8-K

 

 

SECURITIES AND EXCHANGE COMMISSION

WASHINGTON D.C. 20549

 

 

FORM 8-K

 

 

CURRENT REPORT

PURSUANT TO SECTION 13 OR 15(D) OF THE

SECURITIES EXCHANGE ACT OF 1934

Date of Report (Date of earliest event reported): March 22, 2017

 

 

DOVER MOTORSPORTS, INC.

(Exact name of registrant as specified in its charter)

 

 

 

Delaware   1-11929   51-0357525

(State or other jurisdiction

of incorporation)

 

(Commission

File Number)

 

(IRS Employer

Identification No.)

1131 N. DuPont Highway, Dover, Delaware 19901

(Address of principal executive offices) (Zip Code)

Registrant’s telephone number, including area code: (302) 883-6500

N/A

(Former name or former address, if changed since last report)

 

 

Check the appropriate box below if the Form 8-K filing is intended to simultaneously satisfy the filing obligation of the registrant under any of the following provisions (see General Instruction A.2. below):

 

Written communications pursuant to Rule 425 under the Securities Act (17 CFR 230.425)

 

Soliciting material pursuant to Rule 14a-12 under the Exchange Act (17 CFR 240.14a-12)

 

Pre-commencement communications pursuant to Rule 14d-2(b) under the Exchange Act (17 CFR 240.14d-2(b))

 

Pre-commencement communications pursuant to Rule 13e-4(c) under the Exchange Act (17 CFR 240.13e-4(c))

 

 

 


Item 1.01 Entry Into Material Definitive Agreements.

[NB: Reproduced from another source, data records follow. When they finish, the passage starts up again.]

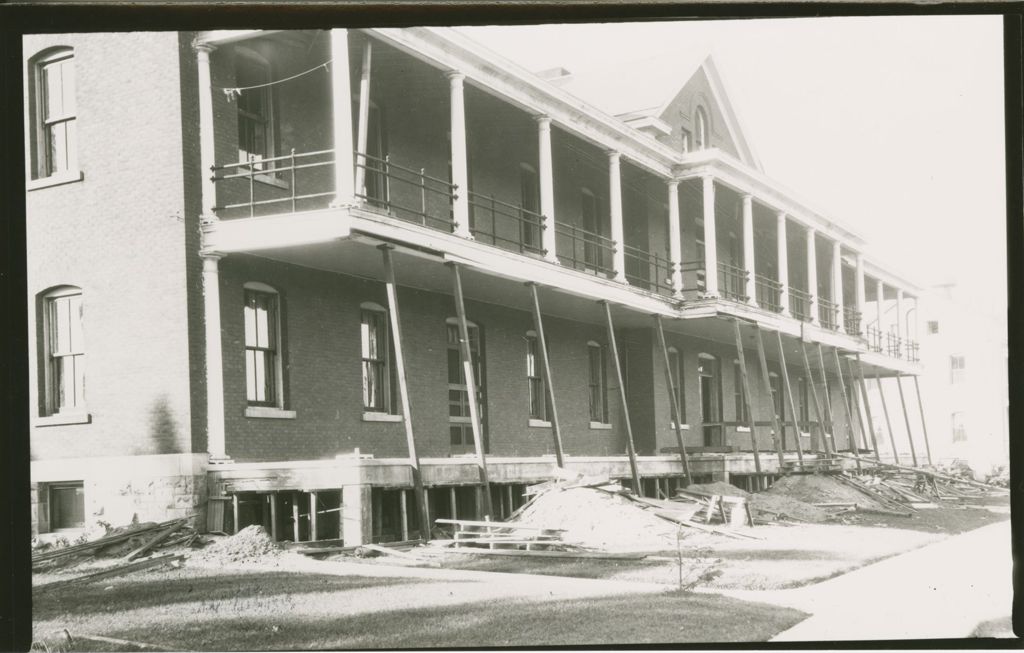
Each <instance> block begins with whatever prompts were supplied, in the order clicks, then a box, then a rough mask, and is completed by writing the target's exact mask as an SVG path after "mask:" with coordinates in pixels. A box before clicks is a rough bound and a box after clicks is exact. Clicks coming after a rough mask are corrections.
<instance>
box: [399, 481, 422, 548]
mask: <svg viewBox="0 0 1024 653" xmlns="http://www.w3.org/2000/svg"><path fill="white" fill-rule="evenodd" d="M408 494H409V490H406V489H400V490H398V512H399V513H400V514H401V515H400V519H401V540H402V541H409V504H408V502H409V499H408V498H407V495H408ZM421 521H422V520H421ZM420 538H421V539H424V540H426V539H429V538H430V535H429V534H425V533H422V532H421V533H420Z"/></svg>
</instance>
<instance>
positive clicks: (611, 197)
mask: <svg viewBox="0 0 1024 653" xmlns="http://www.w3.org/2000/svg"><path fill="white" fill-rule="evenodd" d="M607 155H608V209H609V212H610V213H611V240H612V241H614V242H615V252H614V255H613V256H612V257H611V260H612V267H613V268H614V270H615V280H616V281H622V282H623V284H625V282H626V232H625V229H624V228H623V178H622V169H621V168H622V167H621V165H620V155H618V153H617V151H608V153H607Z"/></svg>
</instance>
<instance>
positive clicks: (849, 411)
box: [819, 345, 860, 472]
mask: <svg viewBox="0 0 1024 653" xmlns="http://www.w3.org/2000/svg"><path fill="white" fill-rule="evenodd" d="M819 347H820V345H819ZM833 361H835V363H836V378H837V379H838V380H839V394H840V396H841V397H842V398H843V407H845V408H846V441H847V444H849V445H850V450H851V451H852V452H853V458H854V459H856V461H857V471H858V472H859V471H860V451H858V450H857V438H856V434H855V433H854V432H853V406H852V405H851V404H850V397H849V395H847V394H846V381H844V380H843V365H842V364H841V363H840V360H839V348H837V347H833ZM833 418H834V419H835V413H834V415H833ZM836 449H837V450H838V449H839V446H837V447H836Z"/></svg>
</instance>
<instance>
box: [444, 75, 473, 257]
mask: <svg viewBox="0 0 1024 653" xmlns="http://www.w3.org/2000/svg"><path fill="white" fill-rule="evenodd" d="M446 75H447V78H449V89H450V92H451V96H452V101H451V107H452V183H454V184H455V185H456V189H455V192H456V197H455V202H454V203H453V209H452V213H453V218H454V220H455V232H456V234H458V235H461V236H463V237H467V238H468V237H472V234H471V233H470V231H469V164H468V163H467V161H466V101H465V99H464V96H463V88H462V86H463V84H462V83H463V80H465V79H466V76H465V75H463V74H462V73H460V72H459V71H450V72H449V73H446Z"/></svg>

On March 22, 2017, we entered into a second amendment to our August 25, 2016 agreement to sell Nashville Superspeedway which extends the agreement by an additional 60 days and requires that the Purchaser deposit additional earnest money in the amount of $250,000.

Amendment No. 2 dated March 22, 2017 to Purchase and Sale Agreement by and between Dover Motorsports, Inc., Nashville Speedway, USA, Inc. and PDC TN/FL, LLC. is attached to this Form 8-K as Exhibit 10.1.

Item 9.01 Financial Statements and Exhibits

 

(d) Exhibits

10.1 Amendment No. 2 dated March 22, 2017 to Purchase and Sale Agreement dated August 25, 2016 between Dover Motorsports, Inc., Nashville Speedway, USA, Inc. and PDC TN/FL, LLC.

SIGNATURES

Pursuant to the requirements of the Securities Exchange Act of 1934, the registrant has duly caused this report to be signed on its behalf by the undersigned hereunto duly authorized.

 

Dover Motorsports, Inc.
/s/ Denis McGlynn
Denis McGlynn
President and Chief Executive Officer

Dated: March 22, 2017


EXHIBIT INDEX

 

Exhibit
Number

  

Description

10.1    Amendment No. 2 dated March 22, 2017 to Purchase and Sale Agreement dated August 25, 2016 between Dover Motorsports, Inc., Nashville Speedway, USA, Inc. and PDC TN/FL, LLC.